The COVID-19 pandemic is a striking example of our dependence on nature. Humans are not "separate from" or "above" nature. We depend on the ecosystems we are part of and which sustain our existence: they provide us with oxygen, water, food, places to live, and the variety of species we can admire. This inspires gratitude, but also humility and concern. A lack of awareness of this dependence leads to alienation and social disruption.

Ecosystems and biodiversity provide us with countless other "services": pollination, resources, cultural and spiritual enrichment, climate regulation, protection against pests and diseases. These “services” are essential to our physical, emotional and social health.

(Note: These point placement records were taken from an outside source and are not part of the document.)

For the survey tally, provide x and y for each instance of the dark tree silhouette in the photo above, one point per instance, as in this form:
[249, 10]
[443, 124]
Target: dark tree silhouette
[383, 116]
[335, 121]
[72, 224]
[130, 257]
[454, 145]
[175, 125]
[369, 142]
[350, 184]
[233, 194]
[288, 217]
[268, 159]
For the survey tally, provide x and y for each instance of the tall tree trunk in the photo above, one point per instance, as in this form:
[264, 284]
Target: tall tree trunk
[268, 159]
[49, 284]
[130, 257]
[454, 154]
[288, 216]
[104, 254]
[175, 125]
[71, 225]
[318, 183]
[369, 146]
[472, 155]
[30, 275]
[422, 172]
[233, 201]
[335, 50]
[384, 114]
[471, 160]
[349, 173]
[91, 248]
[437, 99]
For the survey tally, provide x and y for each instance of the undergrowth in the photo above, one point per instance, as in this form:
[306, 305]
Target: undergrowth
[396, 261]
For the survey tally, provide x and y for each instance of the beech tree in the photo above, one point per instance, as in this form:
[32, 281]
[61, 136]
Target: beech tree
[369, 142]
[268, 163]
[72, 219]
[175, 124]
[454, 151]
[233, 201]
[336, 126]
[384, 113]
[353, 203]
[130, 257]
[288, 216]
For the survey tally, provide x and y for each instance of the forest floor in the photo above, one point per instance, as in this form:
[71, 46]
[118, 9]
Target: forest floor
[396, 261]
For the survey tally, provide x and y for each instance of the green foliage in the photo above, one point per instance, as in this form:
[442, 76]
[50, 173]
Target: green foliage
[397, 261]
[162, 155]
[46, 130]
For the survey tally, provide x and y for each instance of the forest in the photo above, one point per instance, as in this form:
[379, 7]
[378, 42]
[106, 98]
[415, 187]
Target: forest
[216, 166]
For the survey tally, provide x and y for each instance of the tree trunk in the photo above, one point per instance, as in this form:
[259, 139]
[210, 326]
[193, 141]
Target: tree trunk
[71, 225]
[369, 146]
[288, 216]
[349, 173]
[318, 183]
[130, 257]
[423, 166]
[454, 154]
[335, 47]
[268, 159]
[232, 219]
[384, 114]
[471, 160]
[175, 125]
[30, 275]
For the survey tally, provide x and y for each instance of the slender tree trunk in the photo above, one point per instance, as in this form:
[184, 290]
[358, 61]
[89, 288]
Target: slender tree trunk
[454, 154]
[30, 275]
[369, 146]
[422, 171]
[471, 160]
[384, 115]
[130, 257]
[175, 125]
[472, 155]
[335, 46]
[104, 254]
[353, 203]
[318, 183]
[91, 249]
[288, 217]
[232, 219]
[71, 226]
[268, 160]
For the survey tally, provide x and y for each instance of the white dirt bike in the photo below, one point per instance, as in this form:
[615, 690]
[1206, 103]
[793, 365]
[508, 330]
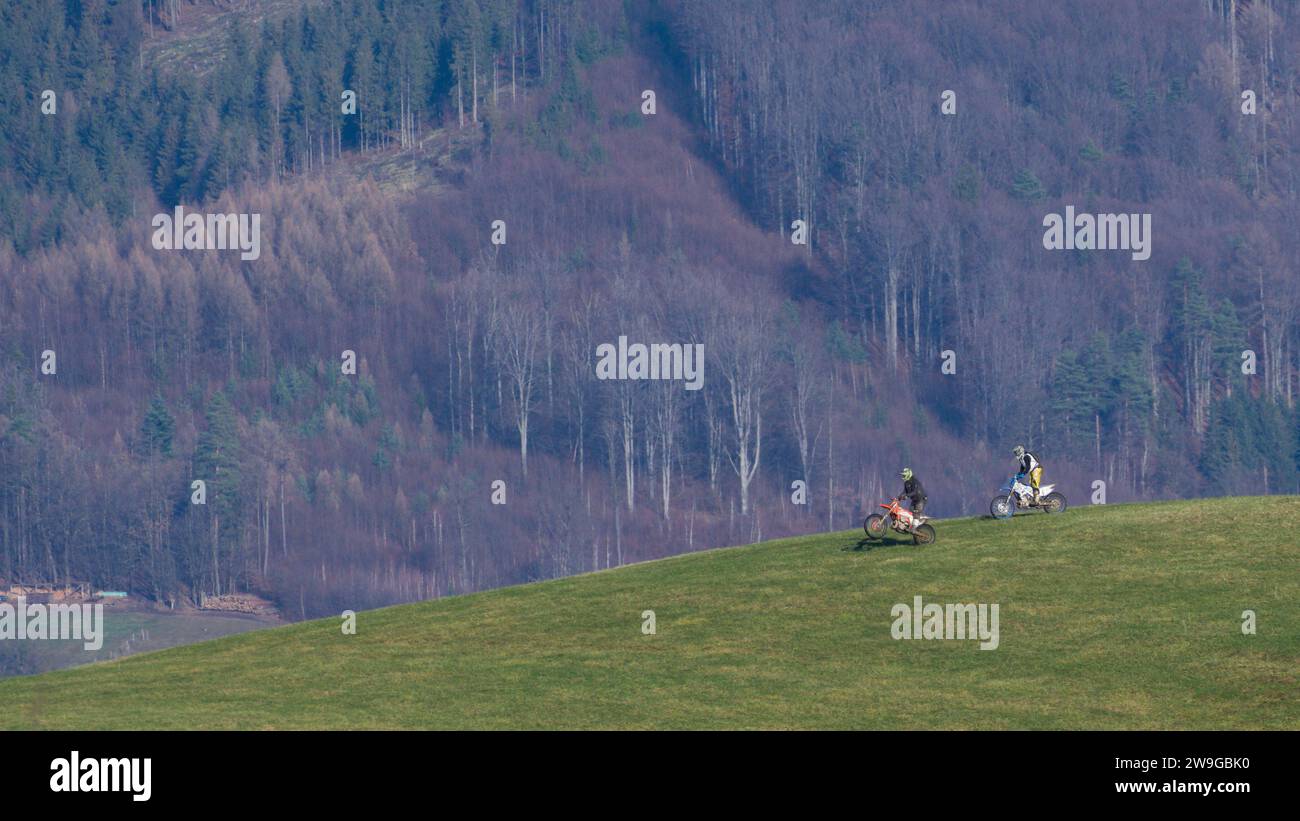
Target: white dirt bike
[1017, 495]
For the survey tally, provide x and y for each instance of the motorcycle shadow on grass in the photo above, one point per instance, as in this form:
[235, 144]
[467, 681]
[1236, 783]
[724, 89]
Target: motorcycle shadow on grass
[866, 546]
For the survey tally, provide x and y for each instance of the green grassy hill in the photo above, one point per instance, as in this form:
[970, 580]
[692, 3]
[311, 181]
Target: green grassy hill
[1122, 616]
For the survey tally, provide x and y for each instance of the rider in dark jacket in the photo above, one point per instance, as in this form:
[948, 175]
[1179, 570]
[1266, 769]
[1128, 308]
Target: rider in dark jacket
[913, 490]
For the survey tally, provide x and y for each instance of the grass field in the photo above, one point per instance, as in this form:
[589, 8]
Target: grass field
[1110, 617]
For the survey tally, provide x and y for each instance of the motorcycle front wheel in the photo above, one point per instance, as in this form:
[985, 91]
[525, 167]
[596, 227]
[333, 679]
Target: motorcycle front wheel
[1001, 507]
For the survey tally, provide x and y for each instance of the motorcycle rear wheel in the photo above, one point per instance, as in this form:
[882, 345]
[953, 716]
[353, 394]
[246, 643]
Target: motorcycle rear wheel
[1001, 507]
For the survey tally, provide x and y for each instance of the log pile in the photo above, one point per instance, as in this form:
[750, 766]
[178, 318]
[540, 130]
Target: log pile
[238, 603]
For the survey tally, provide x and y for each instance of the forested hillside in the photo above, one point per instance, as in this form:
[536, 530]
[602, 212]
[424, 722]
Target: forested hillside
[824, 361]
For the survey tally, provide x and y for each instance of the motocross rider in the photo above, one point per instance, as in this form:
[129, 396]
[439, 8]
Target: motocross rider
[1028, 467]
[914, 492]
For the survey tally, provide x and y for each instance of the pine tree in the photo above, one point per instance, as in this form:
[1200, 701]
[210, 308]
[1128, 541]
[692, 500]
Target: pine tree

The climate and ecological crisis have already partially exceeded safe limits for human existence or are approaching dangerous tipping points. Human health is directly and indirectly at risk. Direct effects include food shortages, air pollution, increased spread of infectious diseases, heat and extreme weather events. Indirect impacts are equally important: violent conflicts, poverty, increased inequality in the social determinants of health, climate migration, mental health problems. The impacts are usually strongest on the vulnerable.

In this critical situation, we believe that the fight for human and planetary health is particularly meaningful. Caring for the preservation of life for ourselves and future generations is valuable. It gives our lives meaning and makes them worthwhile.

Alongside mitigation, adaptation is crucial. Both require the same approach: a wise and humble reassessment of our values and goals, leading to, both, a smaller footprint and improved quality of life and health.

We must act urgently and join efforts to, at the least, delay climatic and other tipping points, and give our society and healthcare systems resilience to the challenges ahead.